It will be appreciated that in some embodiments of the invention an entity identifier may have more than one reference time stamp, or different entity identifiers may be associated with different time stamps. A given entity may be represented at different time stamps in a single time stamped population.

The fourth step (S4) is the generation of the Analytical Data Set. This step is fully automated when provided with a given Analytical Record and a corresponding time stamped population for the same entity. In this embodiment of the invention, this step is implemented through generation of SQL statements by the dataset generation processor 25. Execution of these SQL statements by the database query engine 15 results in retrieval of data from the database 10 for populating the cells of the analytical dataset and creation of the analytical data set containing at least one attribute value dependent on the RTS of the time stamped population.

As illustrated in FIG. 5, the resulting analytical data set 35 can be seen as a cross product of the time stamped population 31 comprising an entity id column 311 and a time reference column 312, and the analytical record 32 comprising attribute columns grouped into three Domains: Domain 1, Domain 2 and Domain 3.

The SQL statements executed by the database query engine 15 may be provided as very complex ‘select’ statements returning a volatile result set, only available at the time of the query, or the resulting select statement may be executed in order to create a dataset according to the choice of the user. In the resulting analytical table as shown in FIG. 4B, the case of the customer 145 shows that, in the first resulting analytical data set (FIG. 4B(i)), his age, a time dependent attribute, as seen on February 2007, is 26, and in the second resulting analytical data set (FIG. 4B(ii)), his age, as seen on March 2007, is 27, because his birthday is in February and the attribute value evolves with time.

The system according to the invention may be implemented in the form of hardware in a microcontroller, in the form of software on a software medium or a programmable component in a non-volatile memory executed by a microprocessor.

The method according to this embodiment of the invention provides the advantage that there is no need to redefine the analytical record each time the time factor for analysis changes. Simply by changing the reference time stamp in the time stamped population a new data set adapted to a new desired time reference can be generated. The invention thus provides management of time dependent attributes in a formalised and highly automated manner, with the minimum amount of human intervention. As a result generation of datasets becomes significantly less time consuming and costly. Analytical models for analysing or predicting entity behaviour can be maintained, retrained and back-tested more effectively.

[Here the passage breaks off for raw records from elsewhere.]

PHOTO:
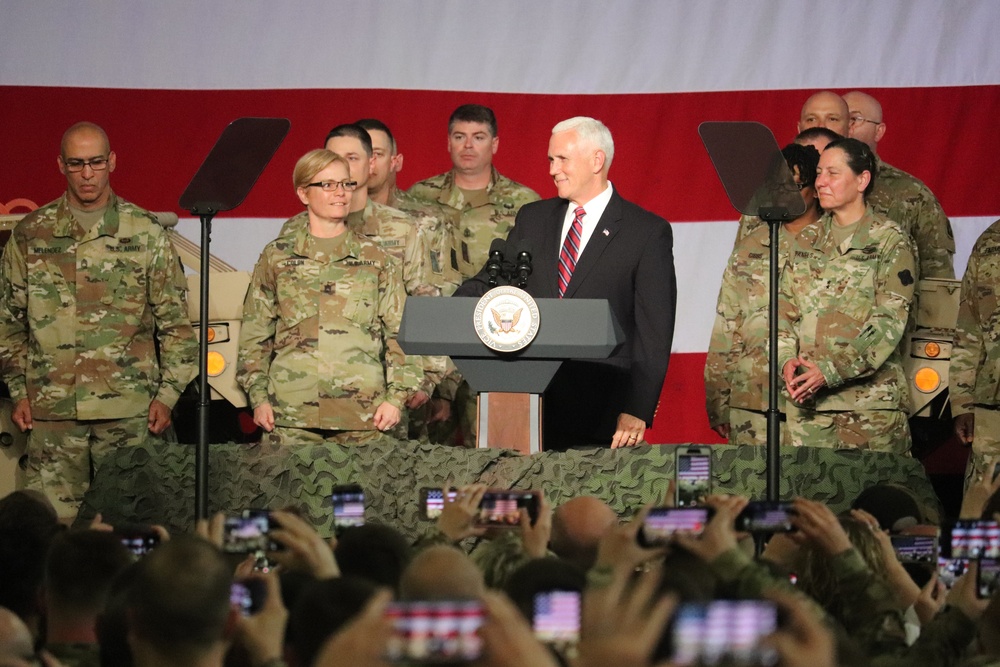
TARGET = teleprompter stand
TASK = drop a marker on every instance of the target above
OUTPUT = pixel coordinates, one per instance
(221, 184)
(510, 384)
(759, 183)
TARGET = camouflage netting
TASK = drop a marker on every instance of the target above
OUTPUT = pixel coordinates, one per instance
(156, 485)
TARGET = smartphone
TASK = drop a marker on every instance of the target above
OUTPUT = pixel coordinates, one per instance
(435, 631)
(248, 532)
(432, 501)
(763, 516)
(988, 577)
(556, 618)
(348, 506)
(915, 548)
(501, 508)
(662, 522)
(724, 632)
(694, 475)
(950, 569)
(138, 539)
(972, 538)
(248, 595)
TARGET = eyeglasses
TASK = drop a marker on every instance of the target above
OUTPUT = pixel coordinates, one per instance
(332, 186)
(96, 163)
(857, 120)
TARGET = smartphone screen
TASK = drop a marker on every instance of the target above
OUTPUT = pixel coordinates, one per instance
(502, 508)
(432, 501)
(435, 631)
(724, 632)
(694, 475)
(915, 548)
(988, 577)
(557, 617)
(950, 569)
(762, 516)
(247, 533)
(140, 540)
(248, 595)
(973, 538)
(662, 522)
(348, 506)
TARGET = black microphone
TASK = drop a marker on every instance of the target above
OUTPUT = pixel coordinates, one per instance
(523, 268)
(494, 265)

The method according to the embodiment of the invention may find use in many analytical applications such as in entity behaviour analysis, predictive modelling or in the training, scoring, retraining and back-testing of analytical models etc. For example, the method may be used in customer analytics for customer segmentation, i.e. grouping customers having similar characteristics and then using these groups to create lists of customers to target for specific campaigns.

FIG. 6 shows a flow chart outlining steps of a method of analysing data including performing the method of generating a data set for input to an analytical model as described above. Steps S11 to S14 are performed in a similar manner to steps S1 to S4 of FIG. 3. In step S15 the generated analytical dataset is input to an analytical model and the relevant information output from the analytical model is retrieved in step S16.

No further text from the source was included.